そもそもこれまでケリーがTypeシリーズの研究の援助をして来た企業こそがAsklēpios Inc.であり、彼らと内密にドローンを使ってやりとりをしていたのが他ならぬケリー自身だったのだから。
日常の報告や研究の進捗報告、必要な機材や薬品の手配、トリスタン達のように派遣されてきた社員の様子など事細かくケリーは報告をしていた。
本来であれば人に知られたくは無い研究ではあったが、神農製薬にある自身の研究室が使えない以上誰かの援助は必須だった。
何より世界が崩壊した以上道徳観や倫理観に囚われる必要は無いと考えたので、ケリーは一定の距離は置きつつ手放しで協力してくれるAsklēpios Inc.の事を利用しつつも信頼をしていた。
だからそこまで密接に関わっている以上、葉崎がAsklēpios Inc.の人間だと言う事を知らせるチャンスはいくらでもあったのに、知らせるどころか隠していた事にケリーは強い憤りを感じた。
「最新鋭の設備と優秀な人材をお前に与えたのは、お前の研究がより強い兵士を産む為の糧になるからだ。そしてお前は見事に結果を出してくれた。数多くの異形の化け物達に、菜絵達のような改造人間に、モルガーナ達のような半不死の人間を。そこまでやってくれたのなら充分だ。後は俺達が研究を完成させてやるからお前は安心して死ぬと良い」
「何を……!」
ケリーが怒りの表情で葉崎に飛びかかろうとした瞬間、葉崎は右手を添えていた狙撃銃を手に取って構え、ケリーの心臓のすぐ下付近を撃ち抜いた。
「かはっ……」
ケリーの着ている白い白衣は、胸と口から流れる大量の血によってみるみるうちに赤く染まっていく。

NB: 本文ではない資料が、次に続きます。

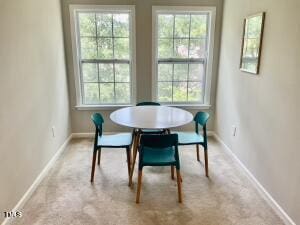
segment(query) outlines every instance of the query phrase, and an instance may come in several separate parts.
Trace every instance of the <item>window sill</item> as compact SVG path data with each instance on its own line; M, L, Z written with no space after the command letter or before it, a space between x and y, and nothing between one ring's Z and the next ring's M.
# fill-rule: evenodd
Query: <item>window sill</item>
M202 105L188 105L188 104L162 104L163 106L170 106L170 107L178 107L182 109L210 109L211 105L202 104ZM76 110L79 111L96 111L96 110L117 110L123 107L130 107L134 105L77 105L75 106Z
M117 110L129 106L133 106L133 105L76 105L75 109L79 111Z

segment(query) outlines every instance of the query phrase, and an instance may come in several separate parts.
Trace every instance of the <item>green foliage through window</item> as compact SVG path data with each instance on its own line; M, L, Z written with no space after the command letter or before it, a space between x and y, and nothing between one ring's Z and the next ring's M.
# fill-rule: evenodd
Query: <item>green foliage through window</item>
M78 12L83 104L129 104L130 14Z
M203 103L208 13L157 15L157 99Z

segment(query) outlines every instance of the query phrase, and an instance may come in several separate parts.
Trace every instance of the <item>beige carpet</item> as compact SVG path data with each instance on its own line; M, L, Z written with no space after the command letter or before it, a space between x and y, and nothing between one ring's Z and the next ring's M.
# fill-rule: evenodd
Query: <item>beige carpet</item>
M127 186L126 153L102 151L95 183L89 182L91 139L75 139L56 163L13 224L283 224L239 167L214 140L209 140L210 179L197 162L193 146L180 148L183 203L177 202L170 168L145 168L141 203ZM203 152L201 151L201 160Z

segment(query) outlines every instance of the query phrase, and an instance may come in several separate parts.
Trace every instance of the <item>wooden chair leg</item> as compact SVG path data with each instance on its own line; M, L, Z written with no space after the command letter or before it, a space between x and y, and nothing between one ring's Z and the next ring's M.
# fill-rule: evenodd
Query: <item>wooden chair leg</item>
M181 175L180 170L176 169L176 177L177 177L177 187L178 187L178 201L182 202L182 194L181 194Z
M200 154L199 154L199 145L196 145L196 151L197 151L197 161L200 162Z
M143 176L143 171L139 170L138 187L137 187L136 199L135 199L135 202L137 204L140 203L140 195L141 195L141 188L142 188L142 176Z
M204 149L204 157L205 157L205 175L208 177L208 154L207 149Z
M128 169L128 178L130 178L130 168L131 168L131 150L130 148L126 148L127 155L127 169Z
M100 159L101 159L101 148L98 149L98 166L100 166Z
M93 152L93 160L92 160L91 182L94 182L94 174L95 174L95 166L96 166L96 157L97 157L97 150L94 150L94 152Z
M172 180L175 179L175 176L174 176L174 166L171 166L171 178L172 178Z

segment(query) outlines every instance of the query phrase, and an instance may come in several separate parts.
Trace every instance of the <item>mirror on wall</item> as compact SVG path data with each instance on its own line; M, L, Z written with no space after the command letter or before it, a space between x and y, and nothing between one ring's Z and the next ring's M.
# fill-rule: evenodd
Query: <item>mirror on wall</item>
M244 19L244 31L240 59L242 71L258 74L265 12Z

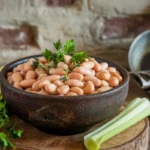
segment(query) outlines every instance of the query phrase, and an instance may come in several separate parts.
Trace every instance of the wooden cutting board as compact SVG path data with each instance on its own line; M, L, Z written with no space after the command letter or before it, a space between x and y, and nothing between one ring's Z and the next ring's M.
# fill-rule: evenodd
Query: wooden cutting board
M83 136L89 131L72 136L56 136L41 132L22 120L19 120L18 127L24 129L24 134L20 139L13 141L17 150L86 150ZM101 149L147 150L148 133L149 122L145 119L103 143Z
M135 97L148 97L131 80L127 103ZM97 128L100 125L93 127ZM83 136L86 133L72 136L56 136L39 131L32 125L19 120L18 128L24 129L20 139L12 140L17 150L86 150L83 144ZM102 144L103 150L147 150L149 137L149 121L142 120L126 131L118 134L109 141Z

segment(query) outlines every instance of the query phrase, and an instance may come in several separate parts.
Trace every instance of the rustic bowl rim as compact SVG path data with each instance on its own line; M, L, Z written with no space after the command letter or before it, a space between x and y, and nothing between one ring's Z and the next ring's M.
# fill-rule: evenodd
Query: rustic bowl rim
M96 94L89 94L89 95L79 95L79 96L58 96L58 95L42 95L42 94L36 94L36 93L30 93L30 92L27 92L25 90L20 90L20 89L17 89L15 88L14 86L10 85L6 78L5 78L5 75L6 73L8 72L9 70L9 67L17 62L26 62L25 60L28 60L30 58L36 58L36 57L39 57L39 56L42 56L41 54L38 54L38 55L32 55L32 56L27 56L27 57L23 57L23 58L20 58L20 59L17 59L17 60L14 60L10 63L8 63L6 66L4 66L4 68L1 70L0 72L0 82L2 84L4 84L8 89L16 92L16 93L19 93L19 94L22 94L22 95L26 95L26 96L30 96L31 98L32 97L43 97L43 98L52 98L52 99L55 99L57 100L58 98L59 99L64 99L64 100L81 100L81 99L90 99L90 98L97 98L99 96L105 96L105 95L108 95L108 94L113 94L114 92L117 92L119 89L123 88L124 86L126 86L126 84L129 83L129 79L130 79L130 76L129 76L129 73L127 72L127 70L122 67L121 65L117 64L117 63L114 63L113 61L109 61L107 59L104 59L104 58L100 58L100 57L94 57L95 59L100 59L101 61L104 61L104 62L107 62L108 64L113 64L115 66L117 66L119 68L119 71L121 71L121 74L124 75L124 79L123 79L123 82L117 86L117 87L114 87L108 91L105 91L105 92L102 92L102 93L96 93ZM18 63L17 65L19 65L21 63Z

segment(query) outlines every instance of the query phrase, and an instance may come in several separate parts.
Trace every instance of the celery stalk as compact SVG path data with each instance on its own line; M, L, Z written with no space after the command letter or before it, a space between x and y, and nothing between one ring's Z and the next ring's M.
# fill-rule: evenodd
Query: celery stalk
M98 128L98 129L94 130L93 132L89 133L88 135L86 135L84 137L84 139L87 139L87 138L91 137L92 135L94 135L94 134L104 130L106 127L108 127L109 125L111 125L114 122L116 122L119 118L123 117L126 113L130 112L131 110L133 110L135 107L137 107L142 102L143 101L140 98L135 98L134 100L132 100L132 102L130 102L130 104L125 108L124 111L122 111L115 118L113 118L112 120L110 120L109 122L107 122L106 124L101 126L100 128Z
M113 121L110 121L111 123L108 122L107 125L104 125L104 127L102 126L98 130L85 136L85 147L88 150L99 150L100 145L104 141L131 127L149 115L149 100L146 98L140 100L135 99L129 104L127 109L122 112L122 115L118 115L119 117L116 117L117 119L113 119Z

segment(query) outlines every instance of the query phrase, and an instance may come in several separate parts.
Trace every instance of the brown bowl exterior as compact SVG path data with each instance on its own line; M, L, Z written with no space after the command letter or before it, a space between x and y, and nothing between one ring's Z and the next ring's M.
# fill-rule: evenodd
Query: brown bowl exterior
M123 105L129 86L128 72L113 62L96 58L98 62L107 62L117 68L123 76L123 82L112 90L83 96L45 96L19 90L6 80L6 74L15 66L26 62L30 56L6 65L0 74L3 98L11 112L46 132L74 134L89 129L114 115Z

ケリーはそれを必死に手で抑えて止血を試みるが、効果は薄い。
失われていく血の量に比例してケリーの顔から生気がなくなっていく。
「悪く思うなよ。お前の研究がある程度進んだらお前を殺せと上から命じられていた。研究が完成しちまうと横から無理矢理奪う事が難しくなるからな。……だからまぁ、遅かれ早かれ、こうなる運命だったって事だ。恨むなら俺の正体を見破れず、無償でお前に協力していたアスクレピオス社の狙いを見抜けなかったお前自身の愚かさを恨むんだな」
「く……そ……」
最早ケリーは言葉を発するのも難しく、激痛と出血で意識を失いかけていた。
……そんな時だった。
美桜達が2人の所へ到着したのは。
「おや。思いの外早かったな。ご苦労さん」
目の前の光景に困惑している美桜達を他所に、葉崎は軽い感じで美桜達を出迎えた。